With the move to bigger wheels, the Bossnut has gained more suspension travel, too. Fork stroke increases from 130- to 140mm, and frame travel grows by 5mm to 135mm. The suspension is by RockShox, with a Recon RL specification fork and Deluxe Select shock.
True to its role as a trail bike, the 2025 model year Bossnut geometry features a much slacker head angle, low bottom bracket height and generous reach. Cockpit geometry should provide a lot of steering leverage, with a 780mm width handlebar clamped into place by a 45mm stem.
With a 64.5-degree head angle, the new Bossnut should stay balanced on even the steepest trails, while the 78-degree seat angle should conversely keep riders in a powerful position, when spinning up severe gradient climbs. On a size L, reach measures 475mm, 15mm more than its predecessor.
A peculiarity of previous Bossnuts, was that they shipped without factory-fitted dropper seat posts – an almost unimaginable components choice for a contemporary trail bike. Calibre has addressed this with the new range, including size-specific droppers for all sizes, 125mm droppers on the XS/S frames, 150mm for M, and 170mm on the L and XL sizes.
The gears you need
To keep the new Bossnut’s pricing aligned with its affordability legacy, Calibre has chosen a 1x10 drivetrain. And yes, that’s two gears less than you’d expect from most new mountain bikes. Still, unless you’re a cross-country racer obsessing about tiny steps between ratios and overall efficiency, the 1x10 drivetrain can be entirely adequate for most terrain profiles.
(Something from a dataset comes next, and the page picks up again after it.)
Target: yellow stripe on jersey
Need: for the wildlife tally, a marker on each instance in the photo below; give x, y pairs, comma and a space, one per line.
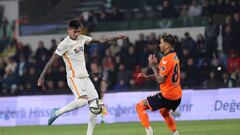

For most riders, the 11-48T cassette and 32T chainring should have adequate gearing spread for most trail-grade climbs. Durability should be excellent, too, with a traditional 73mm threaded bottom bracket and Shimano’s Cues drivetrain components, which add a touch more material and weight to enhance the cassette and chairing lifecycle.
Brakes are also by Shimano, with MT401 specification levers and calipers, acting on 180mm rotors. Those rotors are mounted on alloy wheels, rolling 30mm internal diameter rims laced to Shimano TC-500 hubs. With 32-spokes front and rear, these wheels should withstand most impacts you’re likely to encounter boosting small jumps and rolling off mild drops.
Tyres are a crucial confidence component on any trail bike build and the new Bossnut rolls a 2.5in width Maxxis Minion DHF up front, and 2.4in Forekaster at the rear. Both tyres are the Maxxis EXO casing, although it's notable that the Minion DHF specification chosen for the new Bossnut has a wire bead.
As expected from Calibre, the Bossnut is competitively priced, positioned at £1,499 and available from GO Outdoor.